しかし、なんだか今回は見て見ぬ振りをすることもむづかしい。なんとも嫌な感じの空気感が世界を覆っている。テレビを点ければ、スマホを開けば、雑音を含んだあらゆる声がどんどん聞こえてくる。いつのまにか、けれど確かに、戦争が始まっている。戦争反対という声は、戦争が始まってからみんな思うことじゃないはずだ。戦争が始まるずっと前から、戦争反対である。そうした声があっても、現実に戦争は始まってしまうものなのか。そんな声を無視して、誰かの一声で始まってしまうものなのか。

ぼくはぼくのすきなものを、見たいものを、聞きたいものを、興味のあるものを、心惹かれるものを見てきたし、多少なりともつくってきた。そんなこんなをしているうちにやがて死んでいくのだろうなと思っていたのが、一気に土台からひっくり返されたような気持ちだ。「ちゃぶ台を返したら、勝ちも負けもなくなるぜ」みたいな、暴力を目の前にしている気持ちだ。

あまりにもおおきな、そして根本からひっくり返されるような出来事で、正直に書くと、かなしい。かなしい。いつものぼくなら、心が持つ限りは情報を自分なりに追っかけながらも見て見ぬ振りをきちんと貫き通すはずだけど、なかなかそれができそうにもない。まったく関係のない文章を書こうと思って書いたけど、それすらお門違いな空気すらある。今、ほんとうに思っていることを書き残しておこう、という理由もあるんだけど。
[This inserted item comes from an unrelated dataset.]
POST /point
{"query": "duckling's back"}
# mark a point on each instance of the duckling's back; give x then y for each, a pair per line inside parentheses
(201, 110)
あの、すっごくむづかしいですけど、ご飯、食べましょうね。お風呂にたっぷり入りましょうね。ゆっくり寝ましょうね。できるだけ普段通りのよろこびやかなしみを享受しましょうね。そこから、考えたり悩んだり、見て見ぬ振りをしたりしましょう。息苦しくなったら、深呼吸をしましょうね。まずは、そこからだと思うんです。窒息しそうになりながら、かすれた声で叫ばなくたっていい。それから言いたいことを言うのだって、遅くはないはずです。